I am grading 10 student projects with three other assessors, and the top two students will win a prize so it's important that we try and account for any grader that is overly kind or harsh in their scores.
Each project is graded (marks out of 5) by two assessors (at random from the four assessors overall) and is scored on three criteria with equal importance (originality, method, presentation). Each three grades from an assessor is averaged to produce an average score (out of five); and then the two average scores for each student project are again averaged to a final average mark out of five.
The results look like this, where the green/blue/orange/red are the four assessors.
You can see the total average score in the purple column.
But you can also see that according to "How_good_actually?" (n.b. see edit note about this column at the bottom of this post) we have a problem... John should have been the best project, but because he was given the red grader he has dropped out of the top two, because the red grader is very harsh. Also, Chris has managed to get into the top two for a prize despite being an average student because he got the green grader, the kindest. What's more, Joe should have been in with a shout for the other top-two position, but the red grader also knocked him down.
You can see from the next table, that the red grader has been consistently mean across the board and the green grader has been overly generous. The blue and orange graders were about right, giving roughly as many marks as they should have done.
So, my question is, how can we apply some sort of normalisation to each assessors average scores, so that according to the overall population/assessors their average scores are adjusted up/down according to how generous/harsh they have been?

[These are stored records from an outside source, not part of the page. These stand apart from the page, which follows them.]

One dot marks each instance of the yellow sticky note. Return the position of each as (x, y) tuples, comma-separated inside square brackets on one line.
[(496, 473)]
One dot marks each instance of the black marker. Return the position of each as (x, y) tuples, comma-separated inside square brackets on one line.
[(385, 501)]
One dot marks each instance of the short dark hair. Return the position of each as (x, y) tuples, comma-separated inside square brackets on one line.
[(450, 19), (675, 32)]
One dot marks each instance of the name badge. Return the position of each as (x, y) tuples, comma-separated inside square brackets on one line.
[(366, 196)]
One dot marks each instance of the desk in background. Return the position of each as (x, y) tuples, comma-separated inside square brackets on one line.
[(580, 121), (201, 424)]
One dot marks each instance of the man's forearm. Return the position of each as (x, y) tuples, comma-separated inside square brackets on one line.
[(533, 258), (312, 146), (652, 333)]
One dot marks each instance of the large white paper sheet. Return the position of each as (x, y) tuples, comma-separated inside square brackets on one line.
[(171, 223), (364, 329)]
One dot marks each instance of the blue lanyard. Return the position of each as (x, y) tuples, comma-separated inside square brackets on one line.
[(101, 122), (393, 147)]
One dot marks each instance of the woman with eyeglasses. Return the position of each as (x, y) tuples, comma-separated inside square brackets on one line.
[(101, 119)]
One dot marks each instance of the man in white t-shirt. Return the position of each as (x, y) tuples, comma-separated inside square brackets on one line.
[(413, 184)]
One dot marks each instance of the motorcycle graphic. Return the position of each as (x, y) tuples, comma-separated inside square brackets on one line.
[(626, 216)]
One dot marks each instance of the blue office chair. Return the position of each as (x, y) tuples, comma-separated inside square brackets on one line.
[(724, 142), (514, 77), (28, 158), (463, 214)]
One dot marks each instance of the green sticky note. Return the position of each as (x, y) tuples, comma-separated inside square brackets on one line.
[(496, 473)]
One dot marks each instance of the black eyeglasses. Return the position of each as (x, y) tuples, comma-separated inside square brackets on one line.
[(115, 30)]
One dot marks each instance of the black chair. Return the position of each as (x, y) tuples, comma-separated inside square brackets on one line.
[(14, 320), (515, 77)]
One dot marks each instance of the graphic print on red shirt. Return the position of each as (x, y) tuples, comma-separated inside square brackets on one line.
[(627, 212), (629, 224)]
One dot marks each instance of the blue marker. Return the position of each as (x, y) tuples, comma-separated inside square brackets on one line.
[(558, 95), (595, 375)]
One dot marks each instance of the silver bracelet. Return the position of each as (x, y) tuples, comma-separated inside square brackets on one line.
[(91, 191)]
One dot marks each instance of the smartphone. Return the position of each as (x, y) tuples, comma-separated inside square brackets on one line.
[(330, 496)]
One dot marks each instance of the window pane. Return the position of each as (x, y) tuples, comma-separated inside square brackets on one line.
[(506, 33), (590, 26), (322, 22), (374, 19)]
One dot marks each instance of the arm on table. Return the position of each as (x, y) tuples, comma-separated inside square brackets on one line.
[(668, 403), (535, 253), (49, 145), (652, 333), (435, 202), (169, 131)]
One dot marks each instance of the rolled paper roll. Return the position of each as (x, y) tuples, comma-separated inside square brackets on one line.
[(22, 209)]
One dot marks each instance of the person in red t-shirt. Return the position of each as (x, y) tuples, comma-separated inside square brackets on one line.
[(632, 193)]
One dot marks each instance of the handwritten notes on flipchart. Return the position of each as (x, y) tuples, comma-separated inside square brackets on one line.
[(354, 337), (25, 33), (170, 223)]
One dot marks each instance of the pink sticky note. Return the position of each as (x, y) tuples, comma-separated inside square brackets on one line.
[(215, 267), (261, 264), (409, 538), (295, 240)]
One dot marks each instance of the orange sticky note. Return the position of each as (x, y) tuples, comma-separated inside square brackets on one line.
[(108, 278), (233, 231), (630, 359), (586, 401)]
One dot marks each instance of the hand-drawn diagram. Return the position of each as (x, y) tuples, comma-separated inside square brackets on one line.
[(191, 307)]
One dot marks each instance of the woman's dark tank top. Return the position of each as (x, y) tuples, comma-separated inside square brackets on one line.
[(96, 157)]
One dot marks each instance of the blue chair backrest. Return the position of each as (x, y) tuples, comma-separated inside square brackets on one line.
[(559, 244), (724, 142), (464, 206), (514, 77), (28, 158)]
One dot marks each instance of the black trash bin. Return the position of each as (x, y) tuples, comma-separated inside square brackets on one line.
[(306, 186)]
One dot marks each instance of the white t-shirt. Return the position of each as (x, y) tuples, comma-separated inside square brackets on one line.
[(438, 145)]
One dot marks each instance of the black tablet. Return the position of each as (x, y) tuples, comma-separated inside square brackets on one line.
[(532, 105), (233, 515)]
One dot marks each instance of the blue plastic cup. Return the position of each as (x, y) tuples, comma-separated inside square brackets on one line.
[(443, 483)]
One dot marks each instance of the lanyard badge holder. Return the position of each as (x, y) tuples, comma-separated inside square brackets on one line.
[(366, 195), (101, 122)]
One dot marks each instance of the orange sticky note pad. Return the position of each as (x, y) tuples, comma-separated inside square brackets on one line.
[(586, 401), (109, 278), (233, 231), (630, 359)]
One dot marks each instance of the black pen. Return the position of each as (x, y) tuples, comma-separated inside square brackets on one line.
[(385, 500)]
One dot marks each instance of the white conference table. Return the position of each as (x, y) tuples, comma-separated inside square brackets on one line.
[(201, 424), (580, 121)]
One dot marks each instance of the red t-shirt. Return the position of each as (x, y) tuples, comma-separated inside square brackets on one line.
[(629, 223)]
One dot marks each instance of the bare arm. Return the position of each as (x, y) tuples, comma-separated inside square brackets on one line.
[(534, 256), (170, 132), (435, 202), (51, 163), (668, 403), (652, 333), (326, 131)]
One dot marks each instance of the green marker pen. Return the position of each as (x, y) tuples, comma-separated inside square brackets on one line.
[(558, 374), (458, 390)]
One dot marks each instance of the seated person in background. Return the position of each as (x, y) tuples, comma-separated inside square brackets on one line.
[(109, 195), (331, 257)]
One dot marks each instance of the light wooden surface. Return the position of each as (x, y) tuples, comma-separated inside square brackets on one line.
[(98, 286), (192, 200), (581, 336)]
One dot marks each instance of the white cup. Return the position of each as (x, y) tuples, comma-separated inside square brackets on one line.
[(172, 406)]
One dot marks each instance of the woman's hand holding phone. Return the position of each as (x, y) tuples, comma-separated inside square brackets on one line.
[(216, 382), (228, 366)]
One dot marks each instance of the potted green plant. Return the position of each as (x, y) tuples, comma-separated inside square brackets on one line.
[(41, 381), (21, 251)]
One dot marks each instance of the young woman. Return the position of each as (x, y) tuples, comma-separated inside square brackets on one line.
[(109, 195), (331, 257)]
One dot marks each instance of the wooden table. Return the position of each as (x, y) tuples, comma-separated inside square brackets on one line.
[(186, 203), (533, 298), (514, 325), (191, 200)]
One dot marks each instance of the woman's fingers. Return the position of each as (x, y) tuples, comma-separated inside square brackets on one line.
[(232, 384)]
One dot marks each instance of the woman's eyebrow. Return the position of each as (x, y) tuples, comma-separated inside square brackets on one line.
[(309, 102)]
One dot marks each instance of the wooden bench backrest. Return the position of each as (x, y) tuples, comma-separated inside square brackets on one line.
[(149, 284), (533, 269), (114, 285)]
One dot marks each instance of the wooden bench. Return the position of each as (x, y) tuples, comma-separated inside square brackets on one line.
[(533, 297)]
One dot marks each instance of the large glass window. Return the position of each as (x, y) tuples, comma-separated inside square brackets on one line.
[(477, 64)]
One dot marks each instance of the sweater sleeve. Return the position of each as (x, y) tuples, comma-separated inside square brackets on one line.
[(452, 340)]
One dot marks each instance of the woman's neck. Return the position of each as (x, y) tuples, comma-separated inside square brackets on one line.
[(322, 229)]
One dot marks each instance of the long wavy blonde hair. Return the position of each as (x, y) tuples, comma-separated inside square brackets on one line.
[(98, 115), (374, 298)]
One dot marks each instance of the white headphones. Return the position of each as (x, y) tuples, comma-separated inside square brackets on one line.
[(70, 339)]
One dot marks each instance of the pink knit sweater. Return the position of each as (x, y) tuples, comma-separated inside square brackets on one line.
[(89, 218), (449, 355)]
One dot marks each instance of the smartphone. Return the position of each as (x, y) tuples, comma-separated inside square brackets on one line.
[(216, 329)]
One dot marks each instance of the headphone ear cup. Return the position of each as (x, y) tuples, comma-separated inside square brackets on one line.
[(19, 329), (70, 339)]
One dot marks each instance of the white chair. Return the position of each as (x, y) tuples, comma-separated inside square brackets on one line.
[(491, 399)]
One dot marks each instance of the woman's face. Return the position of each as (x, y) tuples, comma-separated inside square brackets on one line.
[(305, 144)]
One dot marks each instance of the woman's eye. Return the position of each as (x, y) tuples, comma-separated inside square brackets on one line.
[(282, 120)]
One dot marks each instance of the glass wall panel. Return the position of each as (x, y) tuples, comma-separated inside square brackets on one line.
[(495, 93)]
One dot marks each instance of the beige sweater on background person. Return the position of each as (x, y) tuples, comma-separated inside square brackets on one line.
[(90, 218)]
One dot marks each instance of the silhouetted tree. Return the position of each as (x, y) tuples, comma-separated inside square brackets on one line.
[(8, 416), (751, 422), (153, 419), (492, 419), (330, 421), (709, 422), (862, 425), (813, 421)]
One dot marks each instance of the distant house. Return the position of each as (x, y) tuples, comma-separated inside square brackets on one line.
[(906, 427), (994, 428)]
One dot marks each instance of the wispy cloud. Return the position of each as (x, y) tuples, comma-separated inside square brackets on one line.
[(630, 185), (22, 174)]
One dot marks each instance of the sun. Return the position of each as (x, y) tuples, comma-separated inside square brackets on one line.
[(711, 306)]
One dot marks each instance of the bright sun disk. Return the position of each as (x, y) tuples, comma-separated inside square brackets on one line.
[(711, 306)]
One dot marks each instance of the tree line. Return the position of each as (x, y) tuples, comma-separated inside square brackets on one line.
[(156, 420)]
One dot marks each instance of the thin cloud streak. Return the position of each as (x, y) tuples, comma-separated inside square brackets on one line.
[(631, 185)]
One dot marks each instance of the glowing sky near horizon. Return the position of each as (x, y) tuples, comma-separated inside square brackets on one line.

The data for the main table is here:
ID Student_name How_good_actually? Average_score_total Assessor_1_average Assessor_1_criteria_1 Assessor_1_criteria_2 Assessor_1_criteria_3 Assessor_2_average Assessor_2_criteria_1 Assessor_2_criteria_2 Assessor_2_criteria_3
2 Jane 4 4.33 5 5 5 5 3.67 4 3 4
5 Chris 3 3.83 4 4 5 3 3.67 4 3 4
1 John 5 3.67 4 4 3 5 3.33 4 3 3
3 Joe 4 3.67 4.67 5 4 5 2.67 3 2 3
4 Sarah 3 2.83 3.33 4 3 3 2.33 2 2 3
7 Ray 3 2.83 4 4 4 4 3 3 2 4
6 Mary 3 2.83 2.67 2 3 3 1.67 2 1 2
8 Sandra 2 2.33 2.33 2 3 2 2.33 2 2 3
9 Paul 2 2.33 3 3 3 3 1.67 1 2 2
10 Rebecca 1 1.17 1.33 1 2 1 1 1 1 1
Finally, sorry if I've tagged this wrong but I've tried to pick some relevant tags for the question as best I can. Not being a mathematician makes this hard as I have no idea what the best answer will be. I thought that perhaps z-scores would be appropriate but couldn't find the tag.
EDIT NOTE:
Regarding the comment from @Paul -- I have added the "How good actually" column only to illustrate that the red was harsh and the green overly good. But there would of course not be such a "how good actually"; so perhaps it was unhelpful to add this column. Nevertheless, it remains the case that green used more marks overall than the average assessors and red used less overall. So my question is really to learn how to normalise these two assessors to fit the pack better. If that makes sense?